OGA issues grants for North Sea electrification studies

Dec. 27, 2021
Britain’s Oil and Gas Authority has awarded three companies equal shares of a £1-million ($1.325 million) prize for ideas to help electrify platforms in the UK North Sea.

Offshore staff

LONDON – Britain’s Oil and Gas Authority (OGA) has awarded three companies equal shares of a £1-million ($1.325 million) prize for ideas to help electrify platforms in the UK North Sea.

The OGA devised its decarbonization competition with the UK’s Department of Business, Energy and Industrial Strategy, the aim being to fund technical and commercial studies for offshore electrification as part of the North Sea Transition Deal

All three winners must now complete their studies by March 31, 2022, with project reports to be published during 2Q.

Orcadian Energy is the project lead for “Innovative concepts for the electrification of offshore installations in the Central Graben.” 

The London-based E&P company, operator of the proposed Pilot heavy oilfield polymer project on the Western Platform of the UK central North Sea, plans to use renewable energy, supplied from local wind farms, for much of the electricity required, with back-up power generated from gas or net zero fuels, supported by batteries.

Crondall Energy (client engineer), Enertechnos (cable technology), Petrofac (EPC and O&M contractor), North Sea Midstream Partners (infrastructure investor), and Wärtsilä (power system supplier) are supporting the study.

Ørsted is project lead for “Addressing technical and commercial requirements of windfarm connections with offshore installations.”

The company plans to use the lease area around its Hornsea offshore wind farm in the UK southern North Sea, which started operations earlier this week, and an existing gas platform, to investigate the optimal technical design for a stable and reliable power supply from an offshore wind farm.

The four-month feasibility study will also assess commercial solutions for establishing an electrical connection between an offshore wind farm and other installations.

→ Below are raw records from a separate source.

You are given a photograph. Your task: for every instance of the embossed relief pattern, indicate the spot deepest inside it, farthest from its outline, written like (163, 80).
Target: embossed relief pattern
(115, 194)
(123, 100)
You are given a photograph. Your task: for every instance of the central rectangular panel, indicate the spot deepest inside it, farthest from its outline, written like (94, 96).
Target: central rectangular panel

Ørsted’s goal is a solution that could be scaled, replicated, and applied to any wind farm and platform close to each other: its partners in the project are Neptune Energy and Goal7.

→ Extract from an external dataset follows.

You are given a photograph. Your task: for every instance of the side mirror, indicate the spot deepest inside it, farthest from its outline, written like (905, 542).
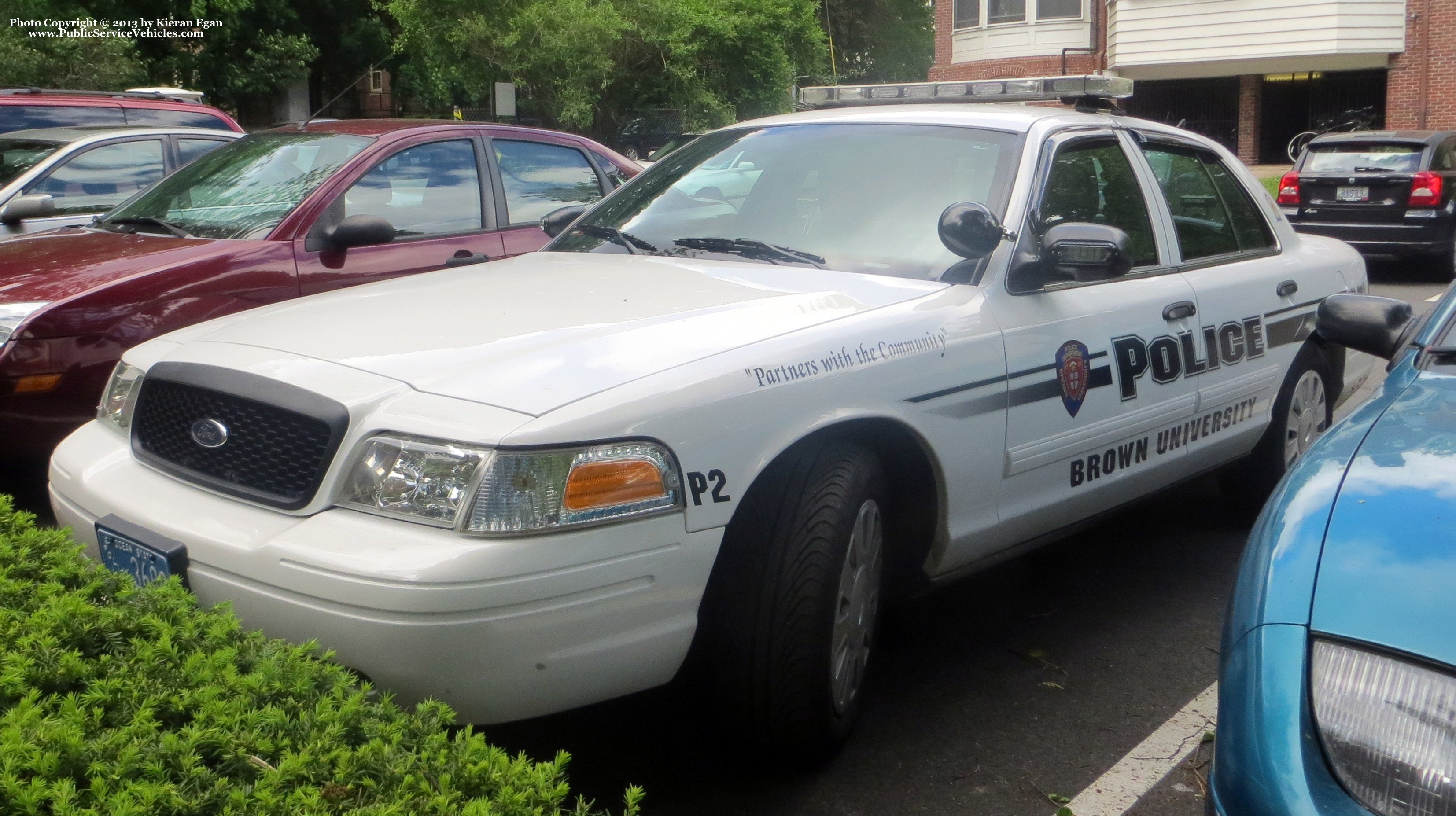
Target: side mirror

Aberdeen-based Katoni Engineering is leading the study “An optimised interface for distributed offshore renewable sources supplying existing offshore installations with secure and low-emissions power.”

This will assess how different sources and locations of renewable power could be used by existing offshore facilities on a large and repeatable.

The study will address key concerns of oil and gas operators concerning the security of supply from a non-grid connected solution, by drawing on the scale and mix of the power network.